LEON SZEPTYCKI: Because we wanted people to come, settle the land, cultivate the land. And we wanted them to have secure water rights.
CHARLES: It promoted agricultural development, but Szeptycki says it is not a great system when it comes to responding to drought. When water is really scares, he says, you'd think it should go first to ensure public safety and health, then to irrigate the most valuable crops, like almond orchards. In other parts of the economy, prices do this job. When there's a critical shortage of something, whether its gasoline or gold, people bid up the price. Then people who need it less buy less of it. But there's not much of a market for irrigation water, Szeptycki says. If you're first in line for water, it's still pretty cheap.
SZEPTYCKI: And so there's no incentive to be particularly efficient with your water.

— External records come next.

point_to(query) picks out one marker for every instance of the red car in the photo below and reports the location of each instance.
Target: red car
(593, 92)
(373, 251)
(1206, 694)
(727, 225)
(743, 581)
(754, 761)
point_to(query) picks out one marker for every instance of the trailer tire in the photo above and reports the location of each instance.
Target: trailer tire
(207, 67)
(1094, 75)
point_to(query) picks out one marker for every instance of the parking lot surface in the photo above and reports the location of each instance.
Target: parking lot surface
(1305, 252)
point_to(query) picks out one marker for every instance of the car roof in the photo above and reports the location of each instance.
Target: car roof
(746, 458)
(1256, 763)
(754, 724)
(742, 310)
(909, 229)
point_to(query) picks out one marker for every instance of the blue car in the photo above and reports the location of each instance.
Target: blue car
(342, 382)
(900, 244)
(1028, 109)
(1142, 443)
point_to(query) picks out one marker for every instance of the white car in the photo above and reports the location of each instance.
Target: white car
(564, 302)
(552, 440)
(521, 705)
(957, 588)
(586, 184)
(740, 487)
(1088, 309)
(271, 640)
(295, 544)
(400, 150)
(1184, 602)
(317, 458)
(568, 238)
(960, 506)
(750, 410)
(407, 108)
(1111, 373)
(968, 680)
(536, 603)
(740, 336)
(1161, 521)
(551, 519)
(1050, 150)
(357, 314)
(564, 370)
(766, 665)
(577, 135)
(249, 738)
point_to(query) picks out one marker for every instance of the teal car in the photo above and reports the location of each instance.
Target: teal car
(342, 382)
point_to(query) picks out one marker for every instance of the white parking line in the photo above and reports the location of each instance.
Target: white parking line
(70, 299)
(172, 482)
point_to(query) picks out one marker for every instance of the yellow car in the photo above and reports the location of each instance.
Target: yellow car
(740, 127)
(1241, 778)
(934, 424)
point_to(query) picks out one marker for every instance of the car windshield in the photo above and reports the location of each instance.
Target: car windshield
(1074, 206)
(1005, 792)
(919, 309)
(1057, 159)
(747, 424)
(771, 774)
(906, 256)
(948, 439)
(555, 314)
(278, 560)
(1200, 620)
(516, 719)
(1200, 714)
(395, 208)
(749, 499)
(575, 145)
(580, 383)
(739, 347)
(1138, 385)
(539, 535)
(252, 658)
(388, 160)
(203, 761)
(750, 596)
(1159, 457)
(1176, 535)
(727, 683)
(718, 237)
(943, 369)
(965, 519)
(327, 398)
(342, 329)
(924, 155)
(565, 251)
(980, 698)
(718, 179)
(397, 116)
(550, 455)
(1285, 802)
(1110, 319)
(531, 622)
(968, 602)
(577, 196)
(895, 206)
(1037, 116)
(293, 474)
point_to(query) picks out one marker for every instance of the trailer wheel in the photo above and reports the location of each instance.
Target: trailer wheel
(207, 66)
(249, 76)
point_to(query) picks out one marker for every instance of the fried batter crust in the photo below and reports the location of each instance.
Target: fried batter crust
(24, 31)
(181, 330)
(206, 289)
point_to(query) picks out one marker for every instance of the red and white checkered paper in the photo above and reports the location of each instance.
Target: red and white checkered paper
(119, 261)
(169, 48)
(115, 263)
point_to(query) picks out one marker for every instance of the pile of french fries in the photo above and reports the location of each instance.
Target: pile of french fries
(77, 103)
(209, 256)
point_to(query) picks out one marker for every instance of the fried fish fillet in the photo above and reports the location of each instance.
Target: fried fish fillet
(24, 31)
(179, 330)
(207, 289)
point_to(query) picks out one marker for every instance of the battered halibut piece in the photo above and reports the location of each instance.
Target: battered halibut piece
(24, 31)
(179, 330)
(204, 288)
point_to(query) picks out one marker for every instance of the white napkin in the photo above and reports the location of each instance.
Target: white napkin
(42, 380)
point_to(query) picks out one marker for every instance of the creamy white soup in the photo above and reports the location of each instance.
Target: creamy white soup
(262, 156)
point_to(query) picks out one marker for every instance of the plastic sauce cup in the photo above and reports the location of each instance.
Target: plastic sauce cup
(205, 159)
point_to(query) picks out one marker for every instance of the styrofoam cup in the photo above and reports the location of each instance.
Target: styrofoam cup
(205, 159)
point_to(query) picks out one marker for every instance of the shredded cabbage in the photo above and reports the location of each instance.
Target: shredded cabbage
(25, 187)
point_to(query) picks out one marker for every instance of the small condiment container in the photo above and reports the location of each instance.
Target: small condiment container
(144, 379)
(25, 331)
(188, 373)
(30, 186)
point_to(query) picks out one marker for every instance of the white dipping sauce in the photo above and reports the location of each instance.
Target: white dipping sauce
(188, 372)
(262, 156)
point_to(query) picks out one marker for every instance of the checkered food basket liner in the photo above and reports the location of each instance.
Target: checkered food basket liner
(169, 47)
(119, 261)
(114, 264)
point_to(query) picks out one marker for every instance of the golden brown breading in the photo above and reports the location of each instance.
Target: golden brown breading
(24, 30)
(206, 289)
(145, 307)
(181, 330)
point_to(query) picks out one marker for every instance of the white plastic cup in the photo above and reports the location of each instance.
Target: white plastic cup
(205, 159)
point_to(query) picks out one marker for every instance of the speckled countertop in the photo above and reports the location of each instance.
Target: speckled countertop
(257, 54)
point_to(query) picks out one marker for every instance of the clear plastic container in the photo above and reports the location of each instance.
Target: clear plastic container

You know, you're a senior water right holder, you get your water even in times of shortage, you kind of do whatever you want with it.
CHARLES: Some farmers, for instance, are still using that water to grow alfalfa, which needs a lot of water and goes to feed animals. Despite those problems, though, Szeptycki says no government officials are seriously proposing any fundamental change to the water rules because, for farmers, that would be as shocking and disruptive as reshuffling land or income. Vegetable grower Tom Teixeira says you have to understand, we've already paid huge amounts of money to make sure we could get enough water.
TOM TEIXEIRA: We've sought out and acquired land that had good water rights, paid substantially more for that ground than we would've paid for ground that had lesser water rights.
CHARLES: And if you think it would be fair to take the state's water now and divide it up some other way...
TEIXEIRA: Well, maybe we should take everybody's paycheck and say, everybody put it in a pool, and we're going to divide that up evenly. Even though you went to school as a doctor for eight or 10 years and you're making a lot more money than the guy that's driving the school bus, let's take all the money, and then let's divide it up evenly.
CHARLES: That water is our income, he says. So the basic rules governing water are not about to change, but the drought is forcing farmers to change how they use it. They're getting so little water these days, they're using it only on their most valuable crops. They're not growing so much alfalfa anymore. Some farmers are even selling their water to other farmers or even cities that need it more. These changes are happening more slowly than I'd like, says Stanford's Leon Szeptycki, but they are happening. Dan Charles, NPR News.